The scene in which Charles Foster Kane destroys Susan's room after she leaves was based on a tantrum that Welles himself threw in 1939 (he was famous for his temper) when John Houseman, the co-founder of the Mercury Theater, tried to convince Welles to move the ailing company back to New York. William Alland, who plays Thompson, was also Welles's assistant while he was making Citizen Kane. Alland claims that during the filming of this scene, Welles, who supposedly "never liked himself as an actor" reportedly became more emotional on-camera than Alland had ever seen. Welles had Tolland set up four cameras around the set, because doing destroying Susan's room more than once would have been difficult. Alland recalls, "[Welles] threw himself into the action with a fervor I had never seen in him. It was absolutely electric; you felt as if you were in the presence of a man coming apart" (Kael 53). Similarly, this scene is one of Charles Foster Kane's few vulnerable moments in Citizen Kane, and the first time he says the word 'Rosebud'.

As Kane walks away from the shambles of Susan's room, his snow-globe protected in his pocket, he passes through a mirrored hallway, creating the effect of an infinite number of Charles Foster Kanes walking side-by-side in morose synchrony. One of the most evocative images in the film, this shot is a Wellesian classic - the director loved mirrors, and utilized a similar technique in the final sequence of his 1947 film The Lady from Shanghai. It is as if Kane is finally able to reflect on his life, after he has lost everything - and has realized that perhaps he is not as invincible as he once believed. The camera stops on the wall of mirrors as Kane trudges off frame, making it look as though he's disappeared into an abyss.

These shots of Kane represent a definitive change in his character. He disappears into the frame, appearing to be a tiny speck against the dark and cavernous hallway. In contrast, in many of the most triumphant moments of Kane's life in the film thus far, the camera is positioned to capture Charles Foster Kane from a low angle, lionizing him in the frame. Examples include his smiling face after publishing his Declaration of Principles in his first issue of the Inquirer, and his speech at the rally before the gubernatorial election. In this final section of the film, after Susan leaves, Kane is finally forced to face his reality, which is a life - as the newsreel says - "alone in his never-finished, already-decaying pleasure palace; aloof, seldom visited, never photographed".
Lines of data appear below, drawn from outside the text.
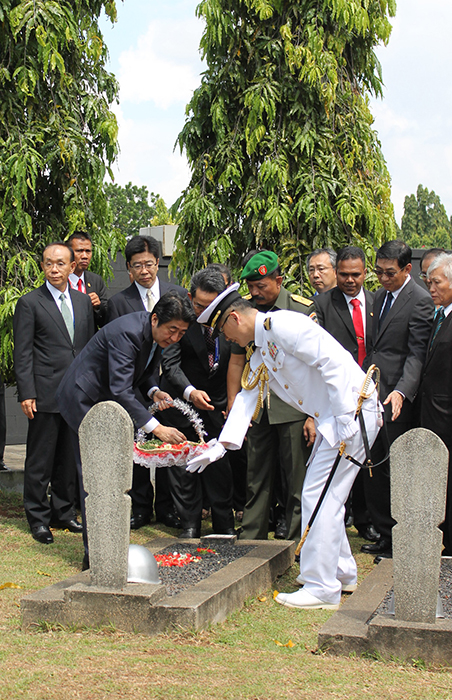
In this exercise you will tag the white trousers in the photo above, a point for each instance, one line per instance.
(326, 561)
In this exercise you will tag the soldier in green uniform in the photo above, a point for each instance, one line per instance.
(281, 436)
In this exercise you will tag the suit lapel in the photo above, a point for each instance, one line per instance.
(133, 298)
(78, 312)
(199, 344)
(445, 327)
(396, 308)
(48, 303)
(341, 307)
(369, 318)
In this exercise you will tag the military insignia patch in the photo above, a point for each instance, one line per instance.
(273, 350)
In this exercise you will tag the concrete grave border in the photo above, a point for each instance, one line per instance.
(146, 609)
(354, 630)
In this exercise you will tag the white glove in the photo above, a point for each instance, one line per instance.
(215, 452)
(347, 428)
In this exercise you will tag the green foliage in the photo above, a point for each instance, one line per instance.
(162, 214)
(279, 134)
(425, 223)
(58, 138)
(130, 208)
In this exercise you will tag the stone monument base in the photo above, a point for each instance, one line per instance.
(355, 629)
(147, 609)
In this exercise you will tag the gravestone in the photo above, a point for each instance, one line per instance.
(106, 449)
(419, 466)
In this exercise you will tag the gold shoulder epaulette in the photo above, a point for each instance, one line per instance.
(301, 300)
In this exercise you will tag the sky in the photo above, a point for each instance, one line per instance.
(154, 53)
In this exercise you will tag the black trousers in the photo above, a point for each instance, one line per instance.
(377, 487)
(142, 493)
(216, 479)
(49, 460)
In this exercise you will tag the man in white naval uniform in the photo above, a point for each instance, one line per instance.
(307, 368)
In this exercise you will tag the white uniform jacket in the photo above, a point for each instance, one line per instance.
(308, 369)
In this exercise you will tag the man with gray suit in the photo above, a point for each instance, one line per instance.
(142, 260)
(52, 324)
(402, 321)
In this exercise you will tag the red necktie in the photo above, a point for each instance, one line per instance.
(359, 330)
(210, 344)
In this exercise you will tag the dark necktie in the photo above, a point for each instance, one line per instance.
(67, 317)
(386, 308)
(359, 329)
(440, 316)
(210, 345)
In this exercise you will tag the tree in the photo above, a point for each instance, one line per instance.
(162, 214)
(58, 138)
(279, 134)
(425, 223)
(130, 207)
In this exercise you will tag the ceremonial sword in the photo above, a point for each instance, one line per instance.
(365, 393)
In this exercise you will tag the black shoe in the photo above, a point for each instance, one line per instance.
(190, 533)
(137, 521)
(281, 529)
(42, 534)
(170, 520)
(71, 525)
(383, 555)
(368, 533)
(378, 547)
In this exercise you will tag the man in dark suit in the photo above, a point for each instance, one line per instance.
(346, 312)
(142, 260)
(85, 281)
(402, 321)
(435, 391)
(195, 369)
(51, 326)
(120, 364)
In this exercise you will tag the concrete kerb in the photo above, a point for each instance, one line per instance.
(355, 629)
(147, 609)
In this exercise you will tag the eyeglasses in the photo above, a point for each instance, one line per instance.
(198, 307)
(60, 265)
(320, 270)
(224, 323)
(390, 273)
(147, 265)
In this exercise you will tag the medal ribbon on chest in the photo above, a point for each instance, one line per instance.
(259, 376)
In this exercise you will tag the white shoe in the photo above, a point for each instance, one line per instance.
(346, 587)
(304, 600)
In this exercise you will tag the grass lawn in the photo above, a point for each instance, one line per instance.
(244, 658)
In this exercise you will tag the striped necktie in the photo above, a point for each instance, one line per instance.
(440, 316)
(67, 317)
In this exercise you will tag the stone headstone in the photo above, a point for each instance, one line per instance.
(419, 466)
(106, 449)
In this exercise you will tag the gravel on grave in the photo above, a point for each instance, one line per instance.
(178, 578)
(445, 591)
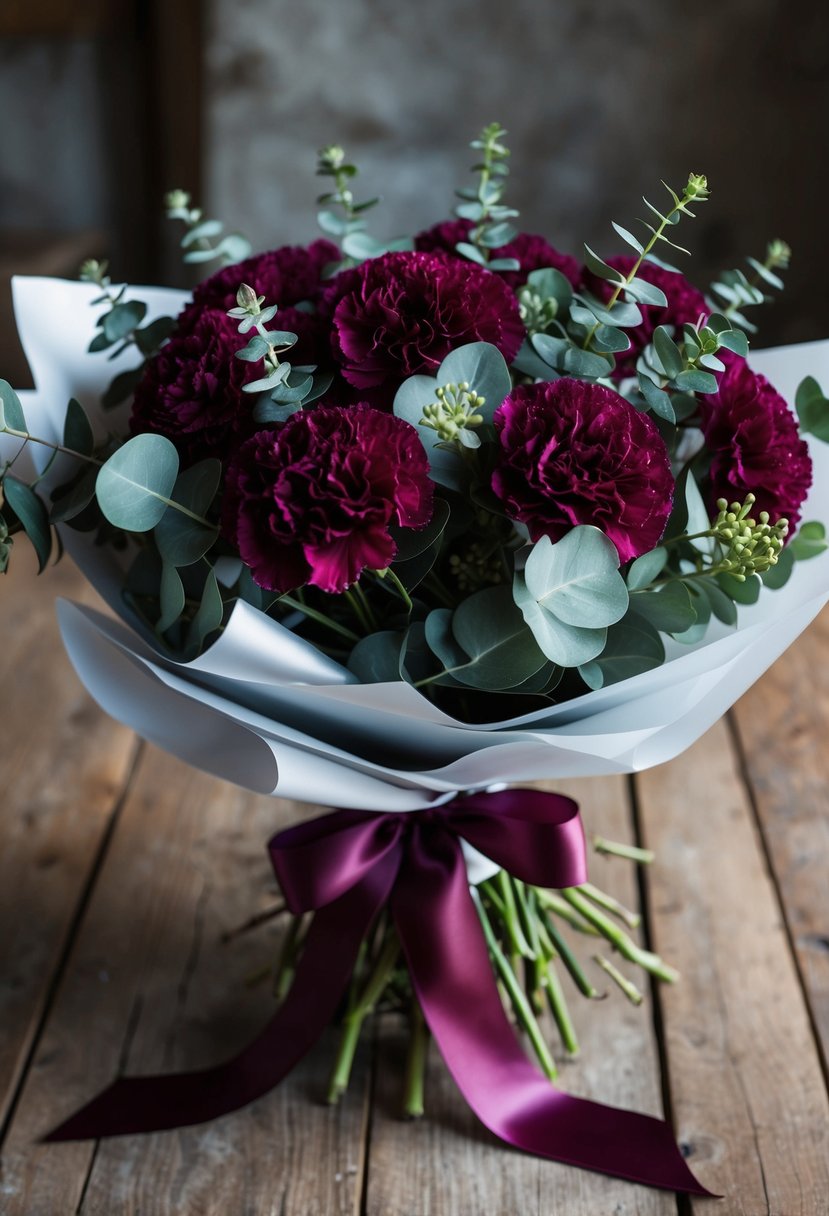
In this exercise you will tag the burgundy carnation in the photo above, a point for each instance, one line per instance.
(684, 305)
(533, 252)
(311, 501)
(283, 276)
(574, 452)
(754, 439)
(191, 390)
(401, 314)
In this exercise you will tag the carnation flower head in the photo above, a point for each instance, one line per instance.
(313, 500)
(684, 305)
(192, 389)
(531, 252)
(575, 452)
(755, 445)
(285, 276)
(401, 314)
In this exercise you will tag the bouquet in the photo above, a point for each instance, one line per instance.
(390, 525)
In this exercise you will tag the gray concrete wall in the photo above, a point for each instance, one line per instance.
(602, 100)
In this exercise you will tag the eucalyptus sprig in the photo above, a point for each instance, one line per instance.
(204, 238)
(349, 226)
(120, 328)
(481, 204)
(287, 387)
(739, 291)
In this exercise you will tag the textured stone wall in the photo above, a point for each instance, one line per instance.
(602, 100)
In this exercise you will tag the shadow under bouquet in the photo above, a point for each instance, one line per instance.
(389, 528)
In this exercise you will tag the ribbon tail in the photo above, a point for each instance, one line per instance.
(452, 977)
(156, 1103)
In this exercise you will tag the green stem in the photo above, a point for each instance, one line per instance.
(627, 986)
(404, 595)
(618, 938)
(320, 618)
(418, 1041)
(559, 1008)
(517, 995)
(557, 945)
(632, 919)
(357, 1014)
(553, 902)
(630, 851)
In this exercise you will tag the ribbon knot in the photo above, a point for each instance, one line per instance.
(348, 866)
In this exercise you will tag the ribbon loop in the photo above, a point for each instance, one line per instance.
(348, 866)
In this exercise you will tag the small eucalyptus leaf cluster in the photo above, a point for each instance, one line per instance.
(204, 240)
(287, 387)
(483, 203)
(348, 224)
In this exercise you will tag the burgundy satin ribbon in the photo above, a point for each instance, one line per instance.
(347, 867)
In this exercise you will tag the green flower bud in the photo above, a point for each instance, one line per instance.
(698, 186)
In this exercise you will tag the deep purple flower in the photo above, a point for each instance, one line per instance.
(311, 501)
(755, 444)
(191, 390)
(401, 314)
(283, 276)
(574, 452)
(686, 305)
(533, 252)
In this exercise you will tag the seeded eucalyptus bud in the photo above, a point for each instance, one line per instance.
(331, 158)
(698, 186)
(247, 298)
(176, 201)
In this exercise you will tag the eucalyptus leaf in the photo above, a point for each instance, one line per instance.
(208, 617)
(11, 411)
(134, 487)
(633, 646)
(32, 514)
(667, 608)
(577, 579)
(376, 659)
(180, 539)
(171, 598)
(810, 541)
(740, 592)
(647, 568)
(812, 409)
(77, 429)
(777, 575)
(491, 630)
(122, 319)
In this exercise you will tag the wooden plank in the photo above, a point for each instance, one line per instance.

As noted in previous sections, the "Rosebud" narrative device in Citizen Kane has been a point of contention for many film critics. However, even if it is not fully satisfying as a single detail that sums up the life of Charles Foster Kane, it does provide additional insight into a man who has remained an enigma, even to those who knew him best. Bernstein pinpoints the irrational nature of specific memories when he gives his speech (Roger Ebert's favorite from the film), about a woman he once saw on the ferry and hasn't stopped thinking about for decades. Welles does not delve into Bernstein's speech any deeper, but it is likely that the image of this girl meant something significant to Bernstein. Was she representative of a life he eschewed (marriage, love affairs) to be beside Charles Foster Kane's side on his rollercoaster ride of a career? Regret is palpable for all characters in the film.

Meanwhile, "Rosebud" represents the childlike innocence that Charles Foster Kane lost the moment he left his mother and went along with Mr. Thatcher, beginning his path towards becoming the richest man in America. This innocence, the simple life he left behind, is the one thing his money could never buy. Although the complexity of the life of Charles Foster Kane is diluted by "Rosebud", Roger Ebert still was compelled to call it "the most famous word in the history of cinema" (Ebert). At the end of Citizen Kane, All that is left of Charles Foster Kane is a massive home full of things representing his successes, his failures, his relationships, and his travels - some of which will be sold, and some of which will be burnt for lack of better use. However, the overarching message of Citizen Kane is best summarized by Charles Higham and Joel Greenberg, who write, "Everything American society considers worth striving for - success, riches, power -- is shown as empty, sterile, and meaningless" (109).